Служанка отправилась на кухню решать вопрос. Немного погодя она вернулась и опорожнила посудины. Надеюсь, что она и впредь будет это делать - мне очень не хотелось бы менять прислугу.
Закончив рассказ, он с видимым облегчением опустился в кресло.
Мои карманы были переполнены письмами от девушек. Я собирался обсудить с ним эти письма, если он согласится помочь мне. Я достал письма и попросил его высказать мнение о вопросах, затронутых в них; эти вопросы, - сказал я, - больше по его части, чем по моей.
Он очень быстро, внимательно разобрался в каждом письме: все, что он говорил, было дельно и справедливо.
Я заговорил о своем разделе в журнале и выразил удивление по поводу того, что письма, затрагивающие одни и те же проблемы, поступают циклически. Случается, что целыми неделями со всех концов Австралии все пишут мне чуть ли не об одном и том же. Внезапно поток таких писем прекращается, с тем чтобы через год-два опять возобновиться.
Создается впечатление, что по Австралии прокатывается волна недовольства чем-то, заставляя женщин и девушек из разных концов страны засыпать письмами журналиста, занимающегося этими вопросами. Потом волна спадает, жизнь входит в обычное русло.
Колин Стрит слушал меня с некоторым интересом, но чуть иронически, как человек, которому все это давно известно.
- Все журналисты, пишущие о том, что волнует женщин, сталкиваются с этим явлением, - сказал он. - Мне не раз приходилось беседовать на эту тему с журналистами в Англии и в Америке. И сам я тоже сталкивался с этим, - как и вы, очевидно. Истерия заразительна - вот возможное объяснение... Впрочем, никто в точности не знает, в чем тут дело. Да и вопросы, затрагиваемые в письмах, ничего не разъясняют. Вариантов много. То речь идет о грубом муже, то о девушке, притесняемой суровым отцом, о несчастной любви, о бегстве из дома - и так далее и тому подобное. Такого рода письма приходят всегда, но иногда они вдруг начинают идти потоком. Ваши корреспондентки, по всей вероятности, гораздо больше подвержены таким эпидемиям, чем мои.
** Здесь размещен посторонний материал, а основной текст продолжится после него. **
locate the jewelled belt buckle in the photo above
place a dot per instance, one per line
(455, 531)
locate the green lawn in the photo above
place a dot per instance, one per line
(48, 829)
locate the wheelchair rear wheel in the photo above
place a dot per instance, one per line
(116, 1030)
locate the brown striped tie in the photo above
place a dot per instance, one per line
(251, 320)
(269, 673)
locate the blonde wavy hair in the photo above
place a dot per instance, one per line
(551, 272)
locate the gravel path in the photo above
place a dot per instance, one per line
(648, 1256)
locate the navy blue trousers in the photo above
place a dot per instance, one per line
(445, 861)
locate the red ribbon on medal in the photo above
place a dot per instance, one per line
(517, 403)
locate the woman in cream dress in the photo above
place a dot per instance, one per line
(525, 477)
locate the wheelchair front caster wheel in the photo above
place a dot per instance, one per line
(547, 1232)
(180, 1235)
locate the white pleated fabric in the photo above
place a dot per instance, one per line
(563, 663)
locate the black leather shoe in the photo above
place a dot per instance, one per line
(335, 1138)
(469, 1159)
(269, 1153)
Ведь вы имеете дело с молодежью.
Меня не удовлетворили его слова, поскольку они ничего не объясняли. Причина этих эпидемий мне стала ясна лишь спустя два года, в течение которых я составлял своеобразные таблицы, пытаясь с их помощью проследить, в какой мере наплыв однотипных писем зависит от ряда факторов, оказывающих влияние на всю страну.
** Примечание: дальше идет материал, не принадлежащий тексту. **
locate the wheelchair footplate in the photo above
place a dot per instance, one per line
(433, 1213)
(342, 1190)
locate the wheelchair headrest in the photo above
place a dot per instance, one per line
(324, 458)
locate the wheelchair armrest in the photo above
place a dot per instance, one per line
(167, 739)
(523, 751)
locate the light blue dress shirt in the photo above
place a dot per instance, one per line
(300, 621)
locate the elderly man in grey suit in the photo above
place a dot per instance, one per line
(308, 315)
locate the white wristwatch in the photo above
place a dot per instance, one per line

Скажем, в Австралии приобретала популярность песенка о неразделенной любви ("Я хотела б, чтоб кто-нибудь меня полюбил") или песенка о суровом отце, запретившем встречи с любимым ("Остались мне одни воспоминания"), и тотчас же на меня обрушивался поток писем, в которых речь шла именно о подобных вещах. И так до тех пор, пока эти песни не вытеснялись новыми.